Barbara Reynolds of Riverstone was one patient who was grateful to be able to be treated locally when she was diagnosed with breast cancer in April.
“I was quite shocked when Dr Faraj said he was going do the surgery here as opposed to Norwest, because I didn’t’ think that they could do it at Hawkesbury,” Mrs Reynolds said. “It’s easy for my family as they are only five minutes away.”
Mrs Reynolds was happy to share her story with the Gazette as she had such a good experience, despite what she was going through.
She’d gone into Hawkesbury Hospital with a diverticulitis attack and was admitted to via the emergency department.
“The radiologist did a scan of my stomach, which happened to show my breasts,” she said. “The radiologist found two lumps in my breast.
“At the time I was under the care of Dr Shadi Faraj for diverticulitis, and his two registrars organised for me to have biopsies of the lumps done while I was in hospital.
“I was also diagnosed with an ovarian cyst and the registrars were trying to get me in to see gynaecologist Dr Richa Gulati.
“I went to see Dr Gulati on the Tuesday after I left hospital, and she had my biopsy results and told me that I had breast cancer.
“I saw my GP at Rouse Hill, and said ‘this is what’s happening’ and took my results. He said he would refer me to an oncologist, and I said, ‘actually I’ve got one’, and showed him Dr Faraj’s card.
“I saw Dr Faraj on the Friday morning and he went through it all with me; and told me the options I had, and what was possible. He was one of the nicest doctors I’ve ever dealt with and made me feel very comfortable, which was so important.”
She said she didn’t feel like mucking about and wanted to get the breast off but asked her husband Ray what he thought first.
“He said ‘the choice is yours but that’s what I think too’. I said, ‘yep, it’s coming off’.
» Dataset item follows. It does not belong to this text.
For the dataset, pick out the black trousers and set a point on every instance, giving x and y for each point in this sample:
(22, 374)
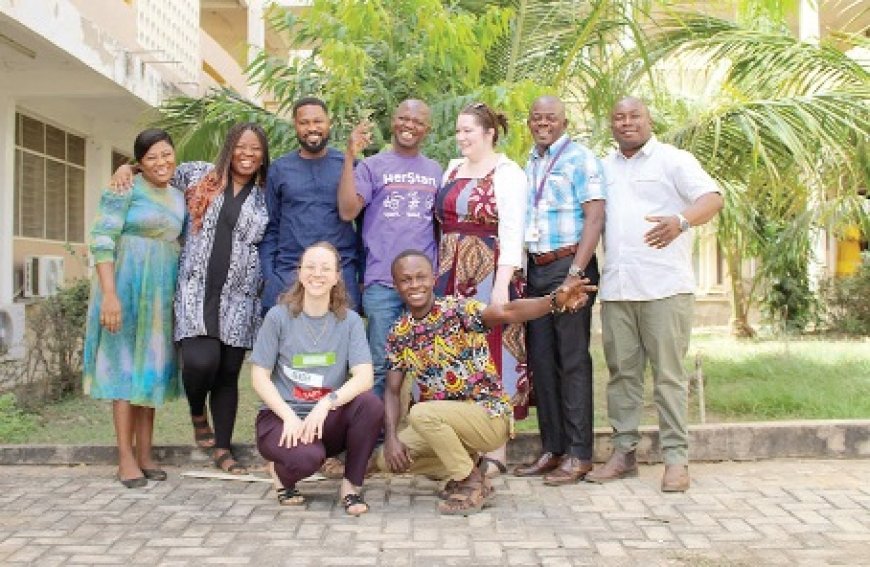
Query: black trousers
(211, 369)
(561, 366)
“Dr Faraj booked me in for surgery two weeks after my appointment. The whole time I was in here, his registrars came in and saw me every day and he came in a couple of times to see me too.
“When the biopsy showed there was cancer in my lymph nodes he booked me in to have them taken out too. The whole journey has been just on a month now.
“I am very impressed with Dr Faraj. The two times that I’ve been into surgery with him, he’s come into the theatre and touched me and said ‘you’ll be right, we’re going to get through this and we’re going to take very good care of you,’ which was so reassuring and put my mind at ease and made me feel much more comfortable.
“After both surgeries, he’s come to speak to me to let me know that they went really well. He’s got such a lovely bedside manner.
“I must say that Dr Faraj is probably one of the best doctors I have ever met. Not only that, he organised things for me very quickly. You know that this is a traumatic thing that you have to go through, but the fact that he has organised things so quickly has been such a relief.
“After my mastectomy, Dr Faraj organised for the breast nurse to come to my home as I still had a drain in. And the breast nurse has organised for all this information to come to me from the Breast Cancer Council.
“The nursing staff at HDHS have been fantastic too. I am so appreciative for Dr Faraj’s whole team, they have saved my life.”